Tony_fernandez_medium Tony Fernandez, 1995. (Getty Images)

Jeter changed all of that. The sixth-overall pick in the 1992 draft (Phil Nevin, Paul Shuey, B.J. Wallace, Jeffrey Hammonds, and Chad Mottola went ahead of him), he was available to the Yankees first, because the club had embarked on an experiment in even having a first-round pick, a true rarity in the George Steinbrenner years -- the Yankees had burned their first-rounder on free agents in all but two seasons between 1978 and 1990. Second, unlike first-overall pick Brien Taylor, who the Yankees selected the year before, they chose wisely, getting a player who had tremendous physical talent but also the work ethic and intelligence to capitalize on it.

Finally, they were simply lucky in the way that sometimes fortune protects us from the dumb things we might have done had we been free to act according to our wishes. Had incumbent shortstop Tony Fernandez (a great all-around shortstop at times in his career but far from that in New York) had not suffered a season-ending elbow injury during spring training 1996, Jeter might not have gotten his opportunity when he did, might not have 3,000 hits now, and so on. Neither Steinbrenner nor manager Joe Torre were thrilled with the idea of going into the season with a rookie shortstop, but with Fernandez out they were more or less stuck. Still, it's easy to imagine that if Jeter had not hit a home run on Opening Day 1996 and instead had gone 0-for-4 with an error that the Yankees would have traded for a veteran replacement within the week.

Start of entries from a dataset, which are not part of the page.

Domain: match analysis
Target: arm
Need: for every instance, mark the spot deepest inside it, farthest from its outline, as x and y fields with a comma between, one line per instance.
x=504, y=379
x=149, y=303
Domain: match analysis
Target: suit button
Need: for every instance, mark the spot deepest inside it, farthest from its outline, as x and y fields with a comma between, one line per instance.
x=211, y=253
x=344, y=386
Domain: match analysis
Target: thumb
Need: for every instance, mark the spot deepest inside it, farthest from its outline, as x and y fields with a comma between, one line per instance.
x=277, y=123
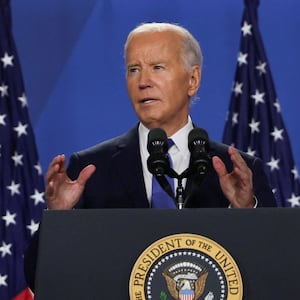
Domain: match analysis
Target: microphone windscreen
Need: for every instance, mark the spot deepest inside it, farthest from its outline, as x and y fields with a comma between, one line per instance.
x=157, y=137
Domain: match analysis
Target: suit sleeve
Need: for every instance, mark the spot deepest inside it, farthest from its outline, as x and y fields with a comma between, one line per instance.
x=262, y=188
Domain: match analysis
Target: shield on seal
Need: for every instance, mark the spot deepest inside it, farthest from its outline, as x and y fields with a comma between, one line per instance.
x=186, y=294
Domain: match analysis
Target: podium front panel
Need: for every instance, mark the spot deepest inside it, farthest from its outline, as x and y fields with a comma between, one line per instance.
x=89, y=254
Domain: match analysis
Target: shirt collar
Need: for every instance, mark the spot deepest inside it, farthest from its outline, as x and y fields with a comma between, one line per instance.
x=180, y=138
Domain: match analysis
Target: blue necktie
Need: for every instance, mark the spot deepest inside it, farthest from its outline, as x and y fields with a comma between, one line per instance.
x=160, y=199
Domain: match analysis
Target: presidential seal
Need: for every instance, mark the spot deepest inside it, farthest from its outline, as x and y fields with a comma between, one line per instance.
x=185, y=267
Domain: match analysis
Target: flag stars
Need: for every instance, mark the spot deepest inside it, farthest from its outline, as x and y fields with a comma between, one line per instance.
x=5, y=249
x=7, y=60
x=238, y=88
x=14, y=188
x=246, y=29
x=21, y=129
x=9, y=218
x=277, y=134
x=33, y=227
x=295, y=173
x=23, y=100
x=17, y=158
x=2, y=121
x=3, y=280
x=38, y=197
x=235, y=118
x=294, y=200
x=242, y=58
x=258, y=97
x=273, y=164
x=261, y=67
x=277, y=106
x=3, y=90
x=254, y=126
x=250, y=151
x=38, y=168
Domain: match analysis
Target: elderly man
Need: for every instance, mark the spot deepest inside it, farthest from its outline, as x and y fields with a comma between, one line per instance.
x=163, y=63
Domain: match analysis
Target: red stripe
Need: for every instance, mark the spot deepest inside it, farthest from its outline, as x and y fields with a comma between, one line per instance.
x=24, y=295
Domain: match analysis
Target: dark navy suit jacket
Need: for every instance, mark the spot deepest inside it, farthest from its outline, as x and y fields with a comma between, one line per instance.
x=118, y=182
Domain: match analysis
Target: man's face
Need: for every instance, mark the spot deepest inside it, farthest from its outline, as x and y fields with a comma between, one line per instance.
x=158, y=85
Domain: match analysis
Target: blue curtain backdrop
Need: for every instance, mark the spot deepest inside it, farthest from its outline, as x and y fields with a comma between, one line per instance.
x=72, y=59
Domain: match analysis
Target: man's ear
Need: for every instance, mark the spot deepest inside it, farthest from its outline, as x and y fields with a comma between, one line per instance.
x=194, y=81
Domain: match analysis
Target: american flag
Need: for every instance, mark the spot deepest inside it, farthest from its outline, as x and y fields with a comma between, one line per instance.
x=254, y=121
x=21, y=179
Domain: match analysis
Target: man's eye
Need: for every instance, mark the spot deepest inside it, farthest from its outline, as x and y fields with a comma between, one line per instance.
x=132, y=70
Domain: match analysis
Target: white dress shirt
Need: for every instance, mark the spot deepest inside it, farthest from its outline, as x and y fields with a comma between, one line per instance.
x=179, y=153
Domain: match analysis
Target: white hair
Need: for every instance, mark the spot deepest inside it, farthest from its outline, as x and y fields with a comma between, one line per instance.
x=191, y=54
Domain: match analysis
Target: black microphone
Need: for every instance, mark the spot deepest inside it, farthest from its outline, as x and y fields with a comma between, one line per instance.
x=198, y=143
x=158, y=162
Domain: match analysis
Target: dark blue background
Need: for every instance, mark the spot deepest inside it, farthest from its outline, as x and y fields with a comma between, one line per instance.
x=72, y=59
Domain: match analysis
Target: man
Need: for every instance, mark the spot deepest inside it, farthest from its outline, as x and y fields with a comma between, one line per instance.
x=163, y=63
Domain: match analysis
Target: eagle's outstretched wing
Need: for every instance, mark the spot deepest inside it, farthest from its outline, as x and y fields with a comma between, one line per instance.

When a rookie Meacham made an error that allowed the Rangers to score the game-winning run in the second game of the 1984 season, Steinbrenner had him sent down -- not to Triple-A, but to Double-A. Meacham's confidence never recovered.

Eduardo_nunez_medium Eduardo's just another word for nothin' left to lose. (Mike Stobe)

In a sense, today's announcement is redundant. Jeter's era really came to an end when he fractured his ankle during the 2012 postseason: even the greatest of athletes can't play shortstop on one leg at age 39 or 40, especially if defensive range was never his strong suit. We got a preview of what the aftermath might be like: It was back to the 1980s with Eduardo Nunez (another Meacham), Jayson Nix, Reid Brignac, Alberto Gonzalez, Luis Cruz, Brendan Ryan -- in short, the discard pile. This year may well be more of the same, with occasional gimpy turns from Jeter and the good-field/no-hit icon Brendan Ryan getting the bulk of the starts.

Jeter had his flaws, of course, especially the aforementioned lack of range. At this best, he was so good a hitter for the position that the few extra grounders he allowed to get through the infield didn't matter as much as they would have for a less-productive player. A grounder past the shortstop is a single that might or might not score, but Jeter might hit a double, triple, or home run. No, he wasn't perfect, but he was more than enough for a team that had been so hungry for mere competence at shortstop. He could have been two-thirds as good and he would have been the best shortstop in franchise history. Instead they got Mr. November, a heady gamer and Hall of Fame talent, a player who was robbed of an MVP award or two. Whatever the deformed mold of Yankees shortstops, he shattered it.

The standings took notice. The return of the Yankees to the World Series after 15 years away and to winning after 18 years, and the rise of Derek Jeter were hardly coincidental. He was literally something the Yankees had never seen before, the first true Hall of Fame shortstop in team history. We won't see his like again.